Anlatıldığına göre; “Adamın biri Resûlullah’ın (saiiailâhu ‘aleyhi ve sellem) yanına gelerek şöyle sordu;
– Ey Allah’ın Resûlü! Annem yanımda benimle birlikte kalıyor. Yaşlandı. Bizzat ellerimle yemeğini yediriyor, suyunu içiriyor ve abdestini aldırıyorum. Bir yere gideceği zaman onu sırtımda taşıyarak götürüyorum. Bu şekilde onun hakkını ödemiş olur muyum?

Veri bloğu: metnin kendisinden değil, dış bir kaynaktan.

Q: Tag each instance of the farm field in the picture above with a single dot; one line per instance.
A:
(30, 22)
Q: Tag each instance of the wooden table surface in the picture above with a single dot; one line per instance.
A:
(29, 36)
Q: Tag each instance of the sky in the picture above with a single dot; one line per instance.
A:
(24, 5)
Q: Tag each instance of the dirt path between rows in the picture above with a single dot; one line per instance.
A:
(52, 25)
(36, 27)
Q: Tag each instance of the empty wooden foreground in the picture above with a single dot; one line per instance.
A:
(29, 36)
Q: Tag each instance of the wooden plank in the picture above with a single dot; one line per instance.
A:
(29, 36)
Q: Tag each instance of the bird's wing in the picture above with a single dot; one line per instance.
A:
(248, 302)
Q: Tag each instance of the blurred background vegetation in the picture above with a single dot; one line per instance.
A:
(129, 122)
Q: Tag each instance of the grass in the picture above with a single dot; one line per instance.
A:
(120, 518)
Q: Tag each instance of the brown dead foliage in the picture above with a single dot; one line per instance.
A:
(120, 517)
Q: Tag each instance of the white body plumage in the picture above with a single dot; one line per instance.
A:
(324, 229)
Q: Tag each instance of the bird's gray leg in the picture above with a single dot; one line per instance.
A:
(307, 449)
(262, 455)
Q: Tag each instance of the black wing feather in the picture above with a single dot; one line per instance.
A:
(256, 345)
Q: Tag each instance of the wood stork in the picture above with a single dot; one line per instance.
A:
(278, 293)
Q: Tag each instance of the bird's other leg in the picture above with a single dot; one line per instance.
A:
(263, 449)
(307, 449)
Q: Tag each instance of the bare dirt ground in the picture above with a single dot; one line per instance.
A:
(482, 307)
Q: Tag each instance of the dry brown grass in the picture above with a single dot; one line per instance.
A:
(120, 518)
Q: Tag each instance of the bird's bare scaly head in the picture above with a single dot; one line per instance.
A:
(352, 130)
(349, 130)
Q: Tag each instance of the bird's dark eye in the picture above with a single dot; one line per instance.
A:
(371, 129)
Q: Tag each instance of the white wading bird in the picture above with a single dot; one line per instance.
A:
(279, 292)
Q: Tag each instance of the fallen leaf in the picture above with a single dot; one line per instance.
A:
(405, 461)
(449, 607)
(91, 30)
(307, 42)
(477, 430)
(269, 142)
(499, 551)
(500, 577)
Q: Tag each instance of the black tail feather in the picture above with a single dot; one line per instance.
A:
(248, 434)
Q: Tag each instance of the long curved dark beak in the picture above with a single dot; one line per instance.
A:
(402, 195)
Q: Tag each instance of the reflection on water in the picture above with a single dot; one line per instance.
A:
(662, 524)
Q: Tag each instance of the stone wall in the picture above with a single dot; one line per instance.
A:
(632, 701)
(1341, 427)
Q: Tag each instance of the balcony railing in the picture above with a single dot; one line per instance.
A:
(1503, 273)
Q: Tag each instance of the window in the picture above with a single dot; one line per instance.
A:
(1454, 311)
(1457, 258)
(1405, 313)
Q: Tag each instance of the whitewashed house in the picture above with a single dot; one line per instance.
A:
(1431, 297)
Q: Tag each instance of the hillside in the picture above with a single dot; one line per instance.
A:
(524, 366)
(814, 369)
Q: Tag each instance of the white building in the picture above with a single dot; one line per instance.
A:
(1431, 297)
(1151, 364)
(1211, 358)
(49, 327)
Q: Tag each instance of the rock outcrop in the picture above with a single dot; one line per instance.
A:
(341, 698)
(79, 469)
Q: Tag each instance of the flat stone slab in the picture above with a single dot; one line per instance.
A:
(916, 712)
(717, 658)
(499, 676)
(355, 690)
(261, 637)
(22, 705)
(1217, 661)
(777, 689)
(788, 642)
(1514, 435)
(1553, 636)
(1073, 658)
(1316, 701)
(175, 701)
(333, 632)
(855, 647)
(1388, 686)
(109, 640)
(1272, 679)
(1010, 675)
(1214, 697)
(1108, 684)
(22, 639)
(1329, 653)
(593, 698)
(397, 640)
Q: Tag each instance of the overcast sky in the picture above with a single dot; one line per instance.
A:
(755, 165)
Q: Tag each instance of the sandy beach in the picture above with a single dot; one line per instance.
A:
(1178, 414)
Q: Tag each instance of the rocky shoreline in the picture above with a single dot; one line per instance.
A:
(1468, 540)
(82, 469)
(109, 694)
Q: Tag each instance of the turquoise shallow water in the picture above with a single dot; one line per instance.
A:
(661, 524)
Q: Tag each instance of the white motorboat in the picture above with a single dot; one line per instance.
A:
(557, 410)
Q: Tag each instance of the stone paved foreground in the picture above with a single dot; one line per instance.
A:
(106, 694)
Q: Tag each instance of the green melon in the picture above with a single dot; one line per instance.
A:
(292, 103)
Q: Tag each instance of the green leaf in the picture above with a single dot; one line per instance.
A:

Resûl-i Ekrem (sallallâhu ‘aleyhi ve sellem),
– Hayır, yüzde birini dahi ödemiş olmazsın. Fakat yaptıkların çok güzel! Allah az bir iyiliğe mukabil çok sevap ihsan eder, buyurdu.”
Hişâm b. Urve babasından rivayetle, hikmetli sözler arasında şöyle yazıldığını nakleder: “Babasına lânet okuyan lânetlenmiştir. Annesine lânet okuyan lânetlenmiştir. İnsanlara yanlış yol tarif eden, bir körü yanlış yola saptıran lânetlenmiştir. Allah’tan başkasının adına kurban kesen lânetlenmiştir. İki arazi arasındaki sınır çizgilerini bozup değiştiren lânetlenmiştir.”
Anne ve babasına lânet eden kimseden maksat, yaptıklarından dolayı insanların o kimsenin anne ve babasına lânet okuması ve beddua etmesi demektir. Böylelikle kişi, yaptığı kötü işler sebebiyle sanki anne ve babasını lânetlemiş olur.
Resûlullah (sallallâhu ‘aleyhi ve sellem) şöyle buyurmuştur: “Kişinin kendi anne ve babasına sövmesi en büyük günahlardandır. Bunun üzerine Sahâbe-i kirâm,
– Ey Allah’ın Resûlü! İnsan kendi anne ve babasına hiç söver mi? diye sorunca, “Evet” buyurdular ve şöyle açıkladılar,
– Kişi bir adamın babasına söver, o da bunun babasına söver yine aynı kişi birinin annesine söver, o da onun annesine söver.”